In the complex world of container shipping, two things are certain: it’s a rough time for carriers — and it will be for the foreseeable future.
Global volume is down, excess capacity will continue to increase, fuel costs are at a record high, and customers are demanding higher-quality service than they receive today. At the world’s largest carrier Maersk, Lucas Vos was recently quoted saying, “Carriers need to change the way we sell our services.” Shippers may likely call that an understatement.
To differentiate themselves and stay competitive, carriers are beginning to think about investing in changes that would enable them to shift to deliver a more service-oriented offering. This means deepening customer relationships and partnerships, and improving visibility and reliability in communications and service levels. To survive, carriers must evolve their focus beyond filling vessels and moving cargo as quickly and efficiently as possible, to providing more personal attention to customers and adapting quickly to meet their needs.

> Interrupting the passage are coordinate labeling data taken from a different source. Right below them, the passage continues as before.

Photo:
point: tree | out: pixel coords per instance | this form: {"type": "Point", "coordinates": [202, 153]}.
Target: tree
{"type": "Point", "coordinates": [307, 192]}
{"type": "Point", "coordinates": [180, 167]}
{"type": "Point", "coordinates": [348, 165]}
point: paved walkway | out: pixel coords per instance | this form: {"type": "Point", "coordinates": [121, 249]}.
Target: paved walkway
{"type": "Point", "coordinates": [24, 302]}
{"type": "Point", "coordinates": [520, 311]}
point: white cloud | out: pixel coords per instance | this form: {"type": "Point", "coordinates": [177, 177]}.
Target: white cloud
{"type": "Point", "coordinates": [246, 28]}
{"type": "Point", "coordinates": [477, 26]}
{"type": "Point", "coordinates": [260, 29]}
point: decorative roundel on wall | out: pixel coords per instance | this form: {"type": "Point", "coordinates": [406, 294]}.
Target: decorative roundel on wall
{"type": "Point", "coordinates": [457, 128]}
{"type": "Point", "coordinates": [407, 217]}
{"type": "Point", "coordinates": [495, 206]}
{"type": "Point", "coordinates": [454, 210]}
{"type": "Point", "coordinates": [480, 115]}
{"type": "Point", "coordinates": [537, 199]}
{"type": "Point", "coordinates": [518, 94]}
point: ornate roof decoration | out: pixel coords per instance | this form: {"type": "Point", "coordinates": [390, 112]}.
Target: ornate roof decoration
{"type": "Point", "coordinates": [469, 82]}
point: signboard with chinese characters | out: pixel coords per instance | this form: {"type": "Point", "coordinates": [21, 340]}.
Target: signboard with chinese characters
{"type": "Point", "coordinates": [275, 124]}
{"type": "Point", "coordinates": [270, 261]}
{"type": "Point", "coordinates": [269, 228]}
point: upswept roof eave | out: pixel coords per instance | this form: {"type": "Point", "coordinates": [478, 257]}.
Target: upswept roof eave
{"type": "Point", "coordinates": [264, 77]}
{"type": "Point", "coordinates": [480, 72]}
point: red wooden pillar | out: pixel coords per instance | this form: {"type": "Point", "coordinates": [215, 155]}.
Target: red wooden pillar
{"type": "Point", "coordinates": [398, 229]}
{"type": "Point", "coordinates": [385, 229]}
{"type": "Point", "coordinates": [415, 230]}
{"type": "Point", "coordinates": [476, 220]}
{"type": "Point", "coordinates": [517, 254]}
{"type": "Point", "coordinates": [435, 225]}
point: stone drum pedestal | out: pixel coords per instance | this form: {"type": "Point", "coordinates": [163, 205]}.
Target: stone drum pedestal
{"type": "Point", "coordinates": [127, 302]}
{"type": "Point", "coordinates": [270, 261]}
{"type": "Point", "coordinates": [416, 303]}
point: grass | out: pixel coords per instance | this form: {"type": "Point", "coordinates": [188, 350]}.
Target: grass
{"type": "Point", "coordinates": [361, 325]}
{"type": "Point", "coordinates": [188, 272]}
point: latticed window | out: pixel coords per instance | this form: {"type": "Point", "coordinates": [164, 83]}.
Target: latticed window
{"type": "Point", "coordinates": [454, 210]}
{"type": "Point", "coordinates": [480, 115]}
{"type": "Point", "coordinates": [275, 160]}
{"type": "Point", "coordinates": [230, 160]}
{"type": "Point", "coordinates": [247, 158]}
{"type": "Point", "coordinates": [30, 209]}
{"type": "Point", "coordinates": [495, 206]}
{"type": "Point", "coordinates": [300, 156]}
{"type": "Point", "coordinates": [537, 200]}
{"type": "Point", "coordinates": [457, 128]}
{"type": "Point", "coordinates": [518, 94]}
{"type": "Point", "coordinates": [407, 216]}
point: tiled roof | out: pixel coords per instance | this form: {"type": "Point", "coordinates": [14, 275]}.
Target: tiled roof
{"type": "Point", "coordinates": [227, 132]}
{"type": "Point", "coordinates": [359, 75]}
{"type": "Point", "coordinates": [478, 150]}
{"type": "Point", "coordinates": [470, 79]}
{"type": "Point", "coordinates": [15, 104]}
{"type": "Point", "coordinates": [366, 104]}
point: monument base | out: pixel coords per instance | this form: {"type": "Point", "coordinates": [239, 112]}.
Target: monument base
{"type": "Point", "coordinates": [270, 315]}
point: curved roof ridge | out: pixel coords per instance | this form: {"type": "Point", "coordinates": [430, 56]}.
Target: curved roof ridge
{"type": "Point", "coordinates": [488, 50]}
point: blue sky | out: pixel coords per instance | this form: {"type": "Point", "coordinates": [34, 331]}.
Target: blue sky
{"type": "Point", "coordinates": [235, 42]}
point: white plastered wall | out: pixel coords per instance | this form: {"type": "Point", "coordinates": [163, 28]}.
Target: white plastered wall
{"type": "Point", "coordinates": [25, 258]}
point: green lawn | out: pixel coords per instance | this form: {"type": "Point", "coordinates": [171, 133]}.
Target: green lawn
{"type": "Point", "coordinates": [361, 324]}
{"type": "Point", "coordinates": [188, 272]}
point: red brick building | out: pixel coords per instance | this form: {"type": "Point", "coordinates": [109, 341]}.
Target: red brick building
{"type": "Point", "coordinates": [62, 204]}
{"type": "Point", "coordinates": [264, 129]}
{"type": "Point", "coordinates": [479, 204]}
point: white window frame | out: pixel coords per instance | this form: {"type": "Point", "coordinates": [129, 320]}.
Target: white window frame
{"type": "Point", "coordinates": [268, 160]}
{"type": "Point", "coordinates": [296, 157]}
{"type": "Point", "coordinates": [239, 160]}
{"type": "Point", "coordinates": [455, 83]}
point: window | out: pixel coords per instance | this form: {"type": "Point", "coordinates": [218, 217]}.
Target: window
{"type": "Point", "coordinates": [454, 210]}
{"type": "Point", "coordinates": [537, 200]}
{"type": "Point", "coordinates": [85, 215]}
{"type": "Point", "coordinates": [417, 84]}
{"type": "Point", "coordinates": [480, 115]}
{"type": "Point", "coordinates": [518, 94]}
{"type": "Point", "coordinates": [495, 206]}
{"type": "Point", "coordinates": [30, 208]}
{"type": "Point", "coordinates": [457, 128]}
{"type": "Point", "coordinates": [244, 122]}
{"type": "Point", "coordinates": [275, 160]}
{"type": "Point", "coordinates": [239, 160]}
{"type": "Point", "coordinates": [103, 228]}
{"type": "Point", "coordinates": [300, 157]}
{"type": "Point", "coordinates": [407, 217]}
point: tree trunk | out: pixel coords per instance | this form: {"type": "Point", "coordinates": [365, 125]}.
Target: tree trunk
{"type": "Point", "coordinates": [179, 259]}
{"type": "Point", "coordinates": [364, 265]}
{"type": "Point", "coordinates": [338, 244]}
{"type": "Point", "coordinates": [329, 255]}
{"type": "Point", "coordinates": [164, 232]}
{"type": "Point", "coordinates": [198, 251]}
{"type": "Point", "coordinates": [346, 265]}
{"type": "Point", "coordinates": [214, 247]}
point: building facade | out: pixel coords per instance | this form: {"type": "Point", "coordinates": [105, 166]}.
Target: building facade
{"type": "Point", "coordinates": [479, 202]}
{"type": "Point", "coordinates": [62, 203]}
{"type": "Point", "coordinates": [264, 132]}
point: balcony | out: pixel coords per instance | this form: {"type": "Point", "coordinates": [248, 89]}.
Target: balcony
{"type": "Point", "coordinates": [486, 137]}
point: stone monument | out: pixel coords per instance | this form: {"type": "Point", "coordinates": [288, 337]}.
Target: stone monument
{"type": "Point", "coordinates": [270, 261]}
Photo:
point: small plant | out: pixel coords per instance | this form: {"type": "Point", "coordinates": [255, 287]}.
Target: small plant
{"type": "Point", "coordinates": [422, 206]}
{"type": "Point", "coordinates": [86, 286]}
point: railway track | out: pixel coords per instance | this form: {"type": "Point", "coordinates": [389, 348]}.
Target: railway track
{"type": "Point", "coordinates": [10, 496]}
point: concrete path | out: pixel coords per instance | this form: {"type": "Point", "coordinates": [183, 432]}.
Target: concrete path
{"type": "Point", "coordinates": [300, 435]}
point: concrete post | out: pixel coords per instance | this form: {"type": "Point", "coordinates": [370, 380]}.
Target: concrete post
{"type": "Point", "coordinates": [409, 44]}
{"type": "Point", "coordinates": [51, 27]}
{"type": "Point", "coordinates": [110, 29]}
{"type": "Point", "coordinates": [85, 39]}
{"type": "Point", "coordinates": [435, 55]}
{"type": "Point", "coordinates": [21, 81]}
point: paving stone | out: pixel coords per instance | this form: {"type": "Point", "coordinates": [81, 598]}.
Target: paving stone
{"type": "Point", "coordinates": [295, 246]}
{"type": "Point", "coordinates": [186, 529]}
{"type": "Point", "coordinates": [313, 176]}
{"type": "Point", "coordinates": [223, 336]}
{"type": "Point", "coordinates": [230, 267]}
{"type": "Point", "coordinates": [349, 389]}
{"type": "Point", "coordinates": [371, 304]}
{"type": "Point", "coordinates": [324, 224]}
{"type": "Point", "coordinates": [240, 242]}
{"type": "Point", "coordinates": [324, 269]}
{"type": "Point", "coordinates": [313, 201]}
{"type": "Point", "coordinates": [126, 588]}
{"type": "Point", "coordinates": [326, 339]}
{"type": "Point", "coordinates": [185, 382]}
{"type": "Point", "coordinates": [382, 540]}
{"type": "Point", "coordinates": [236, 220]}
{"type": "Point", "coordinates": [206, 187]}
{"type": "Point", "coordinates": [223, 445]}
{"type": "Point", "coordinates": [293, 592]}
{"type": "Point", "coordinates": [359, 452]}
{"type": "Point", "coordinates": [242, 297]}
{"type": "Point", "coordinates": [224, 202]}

The “preparatory” time for carriers to begin adjusting to this new rapidly changing, competitive age is now. Industry watchers already predict there will be fewer than 10 carriers serving the container industry by 2025 (in 2012, the top 10 carriers held about 60 percent of the market). Only the financially strong, most flexible and efficient carriers will stay afloat. However, what will keep a carrier in the game is delivering long-term customer value. The industry leaders will be the carriers who best capture the needs of their customers and are able to deliver those services — quickly. With limited resources, carriers will need not only to harness the power of information but also to bring it to life within their organizations.
Carriers spent decades investing billions of dollars on ships and focusing their resources and attention around the vessels. 2013 may not mark the first time carrier survival depends on listening to the customer. But it may be the first time when those who don’t hear the customer will not adapt and survive.